A year later, Toronto-based EcoPackers Inc., a for-profit social enterprise that Ms. Siddiqui co-founded, has raised $4.3-million in preseed and seed financing led by Toronto-based Golden Ventures and billionaire Li Ka-shing’s Hong Kong-based Horizons Ventures. The company has also launched pilots with companies in China and Canada, leaping into a crowded space of social enterprises working to address plastic reduction. The fundraising rounds attracted angel investors including Ajay Agrawal, founder of the startup boosting Creative Destruction Lab (CDL), and Chen Fong, a Calgary entrepreneur.
The concept was born out of a project Ms. Siddiqui pursued as the president of student social entrepreneurship club Enactus at the University of Toronto and developed through entrepreneurial leadership programs Next 36 and the CDL. It expanded from eco-friendly styrofoam packing made out of potato starch to cutlery, packaging casing and clothing hangers manufactured with agricultural byproducts from local farms.
Joined by fellow graduates Chang Dong, chief technology officer and chemical engineer, and Kritika Tyagi, chief operating officer and plant biologist, they booked one-way tickets to China, the largest global producer of plastic, to launch pilots with plastics companies to test manufacturing their products on a commercial scale.

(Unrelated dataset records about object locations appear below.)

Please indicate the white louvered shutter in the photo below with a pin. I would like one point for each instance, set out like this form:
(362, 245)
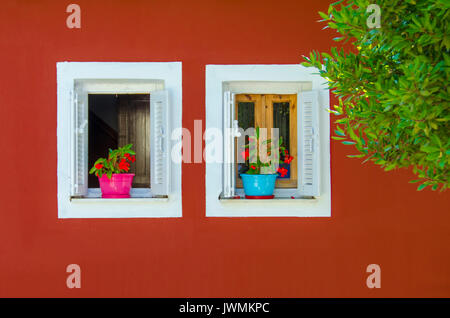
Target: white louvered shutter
(79, 142)
(309, 167)
(159, 143)
(229, 125)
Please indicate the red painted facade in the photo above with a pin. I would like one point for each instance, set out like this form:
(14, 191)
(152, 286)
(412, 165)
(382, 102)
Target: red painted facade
(377, 217)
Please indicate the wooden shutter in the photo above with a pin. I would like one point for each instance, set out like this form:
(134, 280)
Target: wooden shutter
(159, 143)
(79, 142)
(309, 167)
(229, 123)
(134, 128)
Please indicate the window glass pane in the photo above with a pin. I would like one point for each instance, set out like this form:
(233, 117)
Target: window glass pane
(246, 114)
(281, 121)
(116, 120)
(246, 119)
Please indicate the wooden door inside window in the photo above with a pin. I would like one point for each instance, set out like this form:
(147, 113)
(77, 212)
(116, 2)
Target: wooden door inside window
(134, 128)
(271, 111)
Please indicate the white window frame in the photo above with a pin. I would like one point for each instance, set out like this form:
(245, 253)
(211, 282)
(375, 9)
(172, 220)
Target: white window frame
(120, 77)
(267, 79)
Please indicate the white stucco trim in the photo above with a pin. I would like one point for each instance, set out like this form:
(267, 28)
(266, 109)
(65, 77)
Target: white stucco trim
(131, 77)
(257, 78)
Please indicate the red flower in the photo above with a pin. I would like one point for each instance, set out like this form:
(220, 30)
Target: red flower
(288, 159)
(282, 172)
(124, 165)
(131, 158)
(245, 154)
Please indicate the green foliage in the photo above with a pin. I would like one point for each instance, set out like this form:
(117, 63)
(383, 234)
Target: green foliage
(118, 161)
(276, 153)
(392, 86)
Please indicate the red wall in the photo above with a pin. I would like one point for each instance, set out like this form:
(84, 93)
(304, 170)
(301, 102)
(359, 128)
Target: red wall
(377, 217)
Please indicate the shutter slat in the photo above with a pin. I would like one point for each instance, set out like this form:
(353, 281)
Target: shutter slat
(80, 143)
(229, 175)
(309, 167)
(159, 143)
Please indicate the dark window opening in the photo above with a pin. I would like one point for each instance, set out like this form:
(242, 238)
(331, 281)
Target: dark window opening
(114, 121)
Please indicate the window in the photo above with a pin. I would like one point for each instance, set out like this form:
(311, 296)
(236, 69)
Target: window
(270, 111)
(108, 105)
(287, 97)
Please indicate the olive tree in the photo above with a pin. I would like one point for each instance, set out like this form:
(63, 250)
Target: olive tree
(391, 83)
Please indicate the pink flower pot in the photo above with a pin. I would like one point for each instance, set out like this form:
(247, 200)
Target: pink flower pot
(117, 187)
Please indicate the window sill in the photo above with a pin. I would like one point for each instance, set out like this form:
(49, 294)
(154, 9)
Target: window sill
(119, 201)
(276, 200)
(280, 206)
(135, 207)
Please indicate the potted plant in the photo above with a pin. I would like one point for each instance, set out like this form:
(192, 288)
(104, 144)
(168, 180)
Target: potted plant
(259, 176)
(112, 174)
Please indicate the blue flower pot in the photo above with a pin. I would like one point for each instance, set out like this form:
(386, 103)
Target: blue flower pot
(259, 185)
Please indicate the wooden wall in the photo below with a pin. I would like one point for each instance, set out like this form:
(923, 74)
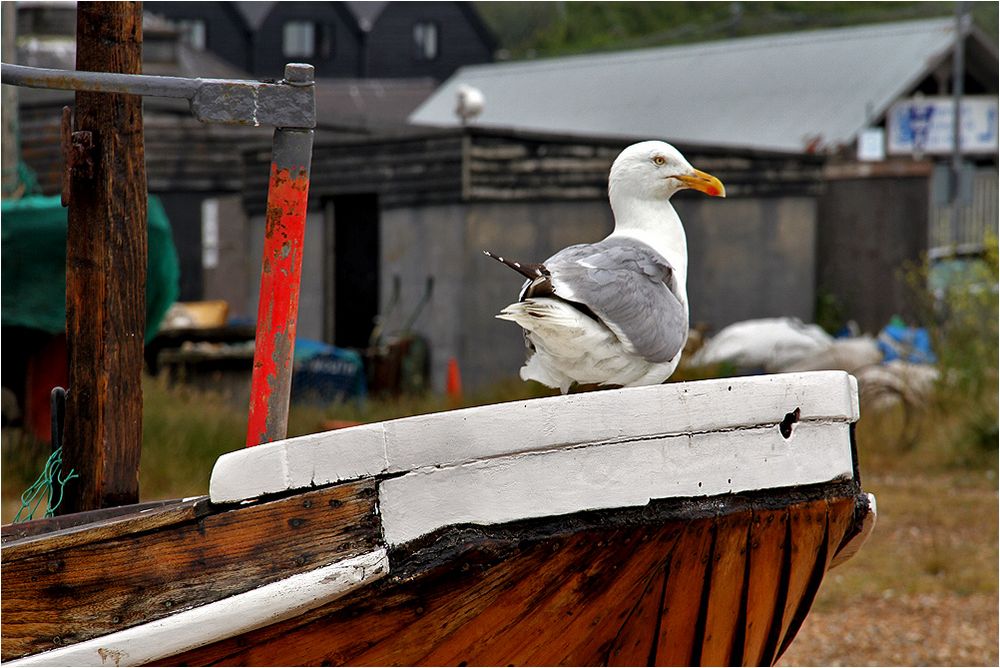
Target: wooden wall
(869, 228)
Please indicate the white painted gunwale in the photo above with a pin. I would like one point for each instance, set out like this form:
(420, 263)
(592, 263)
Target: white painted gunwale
(498, 431)
(240, 613)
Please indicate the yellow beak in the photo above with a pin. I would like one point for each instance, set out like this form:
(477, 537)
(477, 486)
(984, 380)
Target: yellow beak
(706, 183)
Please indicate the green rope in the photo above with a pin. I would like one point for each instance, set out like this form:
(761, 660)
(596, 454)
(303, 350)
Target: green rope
(49, 482)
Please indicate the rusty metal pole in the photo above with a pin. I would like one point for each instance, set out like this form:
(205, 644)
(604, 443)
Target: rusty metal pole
(281, 271)
(106, 266)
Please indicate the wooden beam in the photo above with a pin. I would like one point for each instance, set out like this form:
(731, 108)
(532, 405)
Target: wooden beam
(106, 267)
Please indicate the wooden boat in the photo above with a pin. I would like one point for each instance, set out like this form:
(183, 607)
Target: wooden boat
(689, 523)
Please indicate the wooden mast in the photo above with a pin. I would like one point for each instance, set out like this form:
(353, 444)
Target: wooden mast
(106, 266)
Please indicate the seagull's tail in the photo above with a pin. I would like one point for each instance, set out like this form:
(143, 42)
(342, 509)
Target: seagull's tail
(527, 270)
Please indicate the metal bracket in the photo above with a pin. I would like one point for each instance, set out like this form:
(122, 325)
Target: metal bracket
(290, 103)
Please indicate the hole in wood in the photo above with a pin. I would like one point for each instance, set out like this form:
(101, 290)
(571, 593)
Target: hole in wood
(786, 425)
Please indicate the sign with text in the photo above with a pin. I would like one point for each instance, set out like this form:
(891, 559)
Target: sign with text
(924, 125)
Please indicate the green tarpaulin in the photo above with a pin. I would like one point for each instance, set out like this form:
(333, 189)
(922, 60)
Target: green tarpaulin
(33, 274)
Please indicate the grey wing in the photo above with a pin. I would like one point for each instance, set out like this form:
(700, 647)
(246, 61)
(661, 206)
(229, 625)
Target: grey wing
(628, 286)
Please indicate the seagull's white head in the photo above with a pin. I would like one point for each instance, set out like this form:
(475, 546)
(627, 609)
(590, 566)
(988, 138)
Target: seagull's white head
(655, 170)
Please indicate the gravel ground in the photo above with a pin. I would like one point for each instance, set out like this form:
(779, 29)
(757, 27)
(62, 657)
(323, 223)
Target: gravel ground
(910, 630)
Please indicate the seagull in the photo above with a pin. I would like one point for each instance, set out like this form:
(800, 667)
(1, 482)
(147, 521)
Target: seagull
(615, 312)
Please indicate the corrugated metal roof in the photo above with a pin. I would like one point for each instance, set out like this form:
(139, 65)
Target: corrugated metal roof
(773, 92)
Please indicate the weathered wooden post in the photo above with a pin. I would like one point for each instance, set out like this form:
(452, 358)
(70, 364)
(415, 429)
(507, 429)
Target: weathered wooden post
(106, 266)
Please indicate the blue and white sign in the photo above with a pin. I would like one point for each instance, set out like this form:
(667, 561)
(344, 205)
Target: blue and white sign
(924, 125)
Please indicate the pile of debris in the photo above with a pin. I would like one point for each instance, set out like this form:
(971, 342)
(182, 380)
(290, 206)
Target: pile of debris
(897, 366)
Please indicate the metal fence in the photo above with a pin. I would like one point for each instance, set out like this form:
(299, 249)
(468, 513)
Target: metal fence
(977, 213)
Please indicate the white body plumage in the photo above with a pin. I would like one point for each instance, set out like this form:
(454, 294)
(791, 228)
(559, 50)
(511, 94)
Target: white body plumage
(585, 331)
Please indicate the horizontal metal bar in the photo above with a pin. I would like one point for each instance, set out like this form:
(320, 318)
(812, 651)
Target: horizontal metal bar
(287, 104)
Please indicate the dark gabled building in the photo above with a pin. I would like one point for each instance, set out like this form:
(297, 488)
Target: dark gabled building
(422, 39)
(341, 39)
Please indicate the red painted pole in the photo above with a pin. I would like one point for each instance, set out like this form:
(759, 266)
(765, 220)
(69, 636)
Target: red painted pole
(281, 271)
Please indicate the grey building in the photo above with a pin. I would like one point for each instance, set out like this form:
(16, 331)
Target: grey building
(812, 92)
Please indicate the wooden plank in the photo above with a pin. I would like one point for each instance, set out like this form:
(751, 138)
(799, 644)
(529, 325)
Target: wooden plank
(678, 642)
(197, 626)
(580, 615)
(15, 532)
(850, 546)
(839, 515)
(601, 592)
(725, 598)
(106, 269)
(807, 562)
(499, 629)
(369, 623)
(75, 593)
(156, 516)
(634, 643)
(767, 559)
(599, 617)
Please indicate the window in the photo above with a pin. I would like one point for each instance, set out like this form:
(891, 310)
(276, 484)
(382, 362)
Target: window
(299, 39)
(192, 33)
(425, 40)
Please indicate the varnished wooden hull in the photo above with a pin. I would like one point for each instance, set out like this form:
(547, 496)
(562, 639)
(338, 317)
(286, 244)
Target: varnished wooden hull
(623, 541)
(674, 584)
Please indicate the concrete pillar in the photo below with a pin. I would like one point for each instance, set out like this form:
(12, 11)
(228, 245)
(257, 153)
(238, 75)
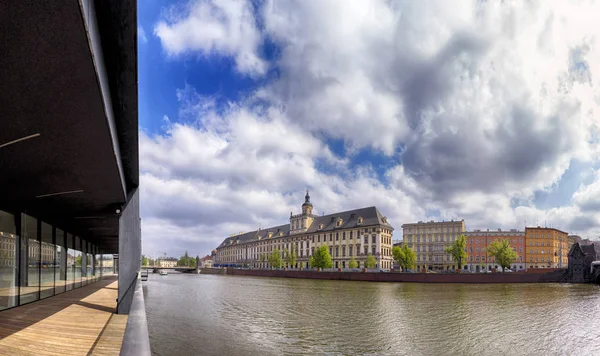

Plastics pollution has garnered international attention, with large makers of household products, including Unilever PLC and PepsiCo Inc., signing onto global commitments to reduce their use of the material that is cluttering landfills and coastlines. As governments have introduced restrictions and fees to reduce single-use plastic products, Ottawa announced in June that it’s moving toward a ban in 2021.
The shift, spurred by changes in consumer demand amid rising climate-change concerns, has caught the attention of social entrepreneurs looking to market bioplastic alternatives to traditional polystyrene and polypropylene, which are used to make food containers and sandwich bags.
Bioplastics products – items that are made from plant or other biological materials such as corn husks – are on the rise as the most common replacement. The global bioplastic packaging market is expected to grow to US$24.84-billion by 2026 from US$5.94-billion in 2018, according to New Jersey-based market research company Fior Markets.
But not all bioplastics are biodegradable, meaning that the products do not completely break down in composts or landfills. That’s where EcoPacker’s products differ, according to Ms. Siddiqui.
“Our product is 100 per cent compostable,” she said. “So you can actually feed your plants with our product. You can put it in your backyard and after a few rainfalls, it will end up becoming part of your environment and you don’t have to put it through any industrial level composting systems, which is usually the case with a lot of bioplastics.”